Notice the trend lines. The Multi-granular line (top) consistently leads. Interestingly, there is a sharp improvement around the 350M parameter mark, suggesting that the benefits of high-quality data selection become even more pronounced as the model gains enough capacity to exploit that data.

Robustness Against Domain Bias

A major risk in targeted data selection is “catastrophic forgetting” or “tunnel vision.” If you select data based heavily on scientific papers, the model might forget how to chat casually.

The authors tested this by selecting data based on a single target task (e.g., ARC-Easy) and then testing the model on all tasks.

Figure 4: Comparison of Multi-granular n-grams with Ngram and Random baseline across eight tasks using 125M models.

Figure 4 displays the relative performance. The Multi-granular method (blue bars) shows a massive relative improvement on the target task (ARC-Easy) compared to baselines. Crucially, looking at the “Average” chart on the right, it maintains positive performance gains across the board.
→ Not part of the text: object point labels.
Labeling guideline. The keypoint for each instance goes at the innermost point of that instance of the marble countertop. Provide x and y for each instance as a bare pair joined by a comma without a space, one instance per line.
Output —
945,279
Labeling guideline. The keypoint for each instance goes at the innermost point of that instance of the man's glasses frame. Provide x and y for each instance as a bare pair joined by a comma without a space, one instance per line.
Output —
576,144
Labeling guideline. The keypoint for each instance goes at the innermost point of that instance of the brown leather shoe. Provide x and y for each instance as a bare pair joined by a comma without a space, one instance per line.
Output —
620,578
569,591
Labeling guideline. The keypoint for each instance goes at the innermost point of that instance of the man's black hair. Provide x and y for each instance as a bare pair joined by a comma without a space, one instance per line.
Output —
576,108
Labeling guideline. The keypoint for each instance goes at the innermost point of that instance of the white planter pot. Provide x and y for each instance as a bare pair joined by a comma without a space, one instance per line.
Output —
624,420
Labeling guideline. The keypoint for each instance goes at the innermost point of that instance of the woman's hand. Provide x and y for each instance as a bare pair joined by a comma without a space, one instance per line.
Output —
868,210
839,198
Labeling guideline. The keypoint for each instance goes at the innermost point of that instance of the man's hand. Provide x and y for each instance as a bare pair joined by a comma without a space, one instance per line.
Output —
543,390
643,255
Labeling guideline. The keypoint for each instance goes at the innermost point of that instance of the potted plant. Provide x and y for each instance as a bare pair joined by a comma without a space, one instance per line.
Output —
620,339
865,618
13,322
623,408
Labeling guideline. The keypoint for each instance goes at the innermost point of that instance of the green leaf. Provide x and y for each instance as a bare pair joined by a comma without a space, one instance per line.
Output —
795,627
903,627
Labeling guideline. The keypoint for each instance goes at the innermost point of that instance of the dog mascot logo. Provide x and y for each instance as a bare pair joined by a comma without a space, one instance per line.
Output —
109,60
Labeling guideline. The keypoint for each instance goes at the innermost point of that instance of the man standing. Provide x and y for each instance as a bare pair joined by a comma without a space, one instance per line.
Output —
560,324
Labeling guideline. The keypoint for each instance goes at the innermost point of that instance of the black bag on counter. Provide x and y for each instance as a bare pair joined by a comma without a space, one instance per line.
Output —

This indicates that multi-granular features capture enough general linguistic structure to prevent the model from becoming useless on non-target tasks.

This robustness is further supported by additional experiments on other datasets. For instance, Figure 5 shows the same pattern when HellaSwag, OBQA, or WinoGrande are used as the targets.

Figure 5: Comparison of Multi-granular n-grams with N-gram and Random baseline using 125M models.

In every case, the multi-granular selection (blue) yields the highest relative performance gain, proving that the method is not a fluke specific to one dataset.

Conclusion

The research presented in Target-Aware Language Modeling via Granular Data Sampling offers a practical path forward for efficient LLM training. By moving beyond simple word counts and embracing multi-granular tokenization, we can construct “coresets” that are dense with relevant information yet broad enough to support general reasoning.

For students and practitioners, the implications are clear:

  1. Data > Compute: You don’t always need more GPUs; sometimes you just need better data selection algorithms.
  2. Granularity Matters: How you represent your text features (subword vs. phrase) fundamentally changes what your sampling algorithm “sees” and selects.
  3. Efficiency is Reachable: Training competitive models on 1% of the data is not just theoretical—it is achievable with the right statistical sampling techniques.

As we move toward an era of specialized models and resource-constrained environments, techniques like Multi-Granular Importance Sampling will likely become standard tools in the NLP engineer’s toolkit.